No-Arak SignWith support from the Australian Agency for International Development, Tim and Lhani have organised a series of toxicology workshops in Bali, resulting in hundreds of doctors and nurses being taught how to diagnose and treat methanol poisoning. Local doctors with the know-how are to be sent to remote health clinics to continue the training.

Establishing the workshops at Denpasar’s Sanglah Hospital was not too difficult, as it has engaged in strong cooperation with Australian hospitals following the 2002 Bali bombings. Australian nurse Di Brown, who heads a sister hospital program between Sanglah and Royal Darwin hospitals, hopes to have teams of nurses assigned to remote areas to educate people about the dangers of methanol.

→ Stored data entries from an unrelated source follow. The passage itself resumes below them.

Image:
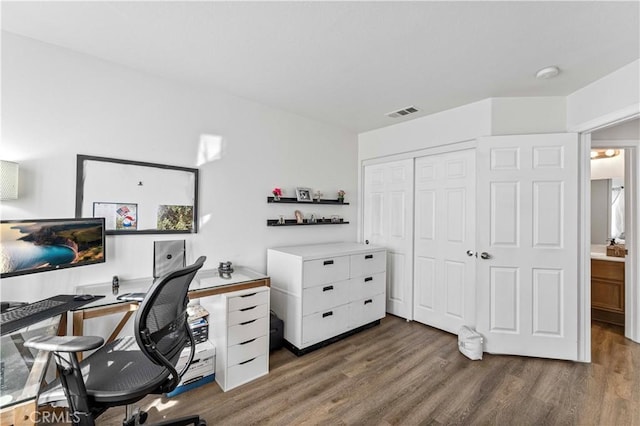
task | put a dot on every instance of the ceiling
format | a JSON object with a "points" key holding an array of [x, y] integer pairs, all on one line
{"points": [[348, 63]]}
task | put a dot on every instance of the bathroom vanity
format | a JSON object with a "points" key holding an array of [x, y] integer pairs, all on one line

Many Indonesian doctors view all forms of alcohol poisoning as the same and attempt to treat it by getting the patient to drink water. Methanol poisoning can actually be treated by giving the victim pure ethanol alcohol, which stops the methanol from metabolising into formaldehyde and formic acid. A patient then undergoes haemodialysis to remove the methanol from the bloodstream. Many hospitals and clinics do not have such facilities. In Lombok, only one hospital has dialysis equipment and only a few individuals know how to operate it. Tim and Lhani are raising funds to help provide further necessary equipment and the relevant training.

The couple has also been busy in Australia, running a campaign that warns school-leavers bound for Bali and Lombok holidays about the risk of toxic cocktails.

In Indonesia, they are raising awareness by focusing on the hospitality industry, local communities and licensed distributors of alcohol. They also have a plan for airlines and travel companies to provide tourists with information on methanol as they enter Indonesia.

Tim, who has been visiting Indonesia for over 20 years, admits there are many challenges but he has already seen some positive results from the medical workshops, such as ethanol becoming more accepted as a form of treatment. “If there’s one positive thing to come from this tragedy, it’s that doctors will be able to save other lives,” he says.